The trial was held at the New York City Criminal Court. McMillan was defended by Martin Stolar, an attorney with the National Lawyers Guild. McMillan said that a bruise on her breast, shown in photographs at trial, was inflicted by Officer Bovell. Prosecutors argued that Bovell did not cause the injury. They said McMillan did not report the alleged assault at either of two hospitals where she received treatment on the night of the arrest, but that the pictures were taken days later by her personal doctor.

The trial lasted a month. On May 5, 2014, the twelve-person jury reached its verdict after deliberating for three hours. The jury found McMillan guilty of intentionally assaulting a police officer. The court convicted her of second-degree assault, a felony that could have resulted in a prison term of up to seven years. Justice Ronald A. Zweibel ordered her detained without bail until her sentencing on May 19. McMillan was later sentenced to three months in prison and five years of probation; she was ordered to undergo a mental health evaluation and treatment.

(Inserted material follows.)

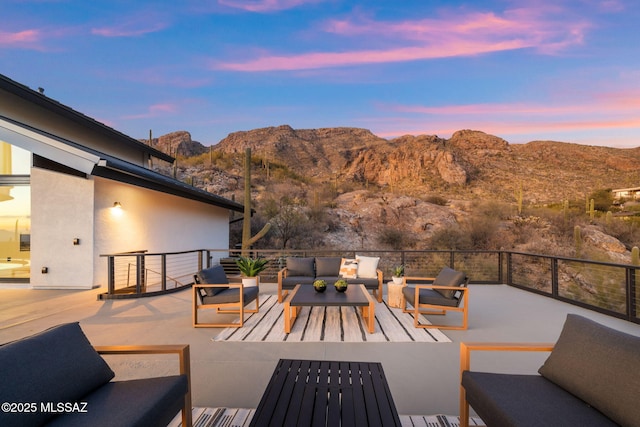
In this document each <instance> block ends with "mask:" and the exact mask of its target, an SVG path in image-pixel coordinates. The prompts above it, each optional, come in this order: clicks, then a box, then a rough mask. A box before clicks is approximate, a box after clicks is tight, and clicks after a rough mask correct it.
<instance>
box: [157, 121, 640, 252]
mask: <svg viewBox="0 0 640 427" xmlns="http://www.w3.org/2000/svg"><path fill="white" fill-rule="evenodd" d="M153 144H154V146H156V147H157V148H159V149H161V150H164V151H166V152H169V153H175V151H176V150H177V152H178V157H179V160H178V174H179V178H180V179H182V180H185V181H187V182H192V183H193V184H194V185H197V186H199V187H201V188H204V189H206V190H207V191H210V192H213V193H216V194H219V195H222V196H224V197H227V198H234V199H236V200H241V198H242V188H243V162H242V158H243V154H244V151H245V148H247V147H250V148H251V149H252V155H253V157H254V168H256V169H255V170H254V172H253V178H252V180H253V181H252V183H253V197H254V200H255V201H256V204H257V206H258V207H259V208H264V206H265V203H267V202H268V200H269V199H276V200H277V199H278V198H279V197H282V196H287V197H289V198H290V199H298V200H306V202H305V203H306V204H302V205H300V206H301V207H300V209H302V210H304V211H305V212H306V215H309V214H310V213H312V212H311V210H313V206H314V205H318V199H321V200H320V203H321V204H322V206H326V207H328V209H325V211H326V212H325V215H326V216H325V217H323V218H322V219H318V218H314V219H310V220H311V221H312V222H313V227H311V229H312V230H309V229H307V232H305V233H303V234H304V236H305V238H307V241H306V242H302V241H299V242H297V244H298V245H299V246H301V247H306V246H305V245H307V246H308V245H318V244H323V245H326V246H330V247H341V248H345V247H349V248H356V247H361V248H380V247H381V244H380V241H381V236H382V237H384V236H387V240H389V239H391V240H393V239H394V238H395V239H402V240H403V242H404V243H405V244H407V242H408V243H410V245H411V246H410V247H413V248H416V249H428V248H431V244H432V241H431V239H432V238H433V236H434V235H435V234H436V233H437V232H438V231H439V230H442V229H444V228H447V227H451V226H457V225H459V226H461V227H462V226H473V221H474V219H473V218H474V215H476V214H477V213H478V211H479V210H482V209H485V208H482V207H481V205H482V204H483V203H487V202H491V203H502V204H503V207H501V208H500V209H501V211H500V212H489V213H488V216H489V217H494V218H495V219H497V220H501V221H502V222H501V223H500V224H498V225H492V224H488V225H489V226H492V227H497V228H495V229H492V231H491V233H488V234H494V235H496V236H497V235H501V236H502V237H500V239H501V241H500V242H499V243H495V242H494V243H493V245H494V246H496V245H497V247H503V248H512V249H515V248H517V249H519V250H525V251H531V252H542V253H549V252H552V253H555V254H558V255H571V254H572V252H571V250H572V248H571V245H572V235H571V233H572V226H571V227H569V228H567V227H566V225H565V230H564V231H563V233H564V235H563V236H559V235H558V230H557V227H555V226H554V225H553V220H549V219H548V218H547V219H544V218H542V219H541V218H538V217H532V218H527V217H525V218H524V219H523V218H522V217H518V218H515V217H514V216H513V215H514V214H515V212H516V204H517V201H518V198H519V197H520V194H521V195H522V196H521V197H522V203H523V204H524V205H525V206H526V207H527V209H528V210H527V212H533V211H532V209H533V208H535V207H540V206H544V205H555V206H560V205H562V203H563V202H564V201H565V200H570V201H572V202H574V204H575V205H574V206H578V208H576V210H577V211H580V210H581V209H584V208H583V207H584V200H585V196H587V195H589V194H591V193H593V192H594V191H596V190H599V189H604V188H610V189H613V188H625V187H635V186H638V185H640V147H639V148H634V149H616V148H610V147H596V146H584V145H578V144H571V143H563V142H554V141H532V142H529V143H527V144H510V143H509V142H508V141H505V140H504V139H502V138H499V137H497V136H494V135H489V134H486V133H484V132H480V131H474V130H460V131H458V132H455V133H454V134H453V135H452V137H451V138H449V139H445V138H440V137H438V136H436V135H417V136H413V135H405V136H402V137H399V138H395V139H391V140H387V139H383V138H380V137H378V136H376V135H374V134H373V133H371V132H370V131H369V130H366V129H358V128H325V129H302V130H300V129H293V128H291V127H290V126H287V125H283V126H278V127H269V128H262V129H254V130H250V131H243V132H234V133H231V134H229V135H228V136H227V137H226V138H224V139H223V140H222V141H220V142H219V143H218V144H216V145H214V146H212V147H210V148H209V147H204V146H202V144H200V143H198V142H195V141H192V140H191V136H190V134H189V133H188V132H184V131H181V132H174V133H171V134H169V135H164V136H162V137H160V138H158V139H157V140H154V141H153ZM209 151H210V155H208V156H202V155H201V154H203V153H207V152H209ZM256 159H260V160H261V162H262V163H261V164H262V167H259V166H258V164H260V162H258V163H256V162H255V160H256ZM269 164H270V165H271V169H272V170H275V169H276V167H277V168H279V170H280V171H282V170H287V171H291V172H292V173H290V174H287V173H281V174H275V173H273V174H272V175H271V177H269V175H268V173H267V172H265V170H266V169H268V168H269V166H266V165H269ZM580 204H582V205H581V206H582V208H580V207H579V206H580ZM504 206H507V208H506V209H505V208H504ZM254 207H256V205H254ZM259 210H260V209H259ZM505 212H509V215H511V216H512V218H513V219H509V218H505ZM581 212H582V215H583V216H584V210H582V211H581ZM527 215H530V214H529V213H527ZM507 216H508V215H507ZM587 218H588V217H587ZM470 223H471V225H469V224H470ZM465 224H466V225H465ZM584 225H587V224H584ZM475 227H476V228H478V229H480V231H482V229H483V227H484V228H485V229H486V228H487V227H485V225H483V224H480V225H475ZM454 228H455V227H454ZM567 229H568V230H569V231H568V232H567ZM527 230H529V231H527ZM531 230H534V231H531ZM525 231H526V232H528V233H529V234H528V235H526V236H525V235H523V234H522V233H523V232H525ZM604 231H605V230H602V229H600V228H598V227H597V226H594V225H590V226H589V227H585V228H584V233H585V239H586V240H588V241H591V242H592V245H593V246H594V247H596V246H597V247H601V250H602V251H604V252H606V253H607V254H609V255H610V258H611V259H613V260H616V261H621V262H625V260H627V259H628V258H629V252H628V249H629V245H630V244H629V242H632V243H631V245H637V244H640V238H639V237H637V236H636V237H633V236H632V237H629V238H627V239H626V241H625V242H624V244H622V243H621V242H620V241H617V239H615V238H613V237H611V236H609V235H607V234H605V233H604ZM625 232H626V231H625ZM390 233H391V234H390ZM393 233H396V234H395V235H396V237H394V234H393ZM518 233H520V234H518ZM638 234H640V233H638ZM398 236H400V237H398ZM505 236H506V237H505ZM514 236H515V237H514ZM487 238H489V239H490V238H492V236H487ZM610 239H613V241H609V240H610ZM634 239H635V240H634ZM320 242H322V243H320ZM616 242H617V243H616ZM633 242H638V243H633ZM611 248H615V250H613V249H611Z"/></svg>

==Imprisonment at Rikers Island==
McMillan served her sentence at Rikers Island Penitentiary. On May 9, members of the Russian punk rock group Pussy Riot visited McMillan on Rikers Island as part of a campaign by The Voice Project petitioning for leniency. A friend of McMillan said that McMillan was made to wait close to three weeks before receiving her prescribed ADHD medication, and that she was intermittently denied it afterwards. McMillan said that after asking how she could obtain her medication, a corrections officer who had previously addressed her as "Vagina" answered, "Oh, you want your crazy pills?". In one case, she said she was assaulted by the prison pharmacist for looking at his badge after he allegedly harassed her. She filed a complaint but did not take further action due to worries about retaliation. McMillan was released on July 2, 2014 after serving 58 days at Rikers.

==Prisoner rights advocacy==
After her release, McMillan advocated for the rights of prisoners at Rikers. In an opinion piece for The New York Times, McMillan said that inmates were denied medical treatment, humiliated, and subject to random searches. At a press conference, she called for "better access to healthcare, drug rehabilitation services and education inside the jail." McMillan told Democracy Now! that "deplorable conditions existed in the prison," and expressed concern over the death of her friend Judith, who died shortly before McMillan's release. She viewed Judith's death as a potential case of medical malpractice, saying that Judith's pain medication had been switched to a dangerously high dose, and that requests to get Judith medical treatment after her condition declined were ignored.

==Second criminal case==
In December 2013, McMillan was arrested and charged with obstructing governmental administration after she tried to intervene when a police officer asked two people in a Union Square subway station for identification. According to the criminal complaint, she was accused of misrepresenting herself as a lawyer and urging the two people not to cooperate with police. After she was acquitted of the charges in November 2014, her lawyer said, "Being annoying and obnoxious to the police is not illegal."

==Memoir==
In 2016, McMillan's The Emancipation of Cecily McMillan, a memoir, was published by Bold Type Books.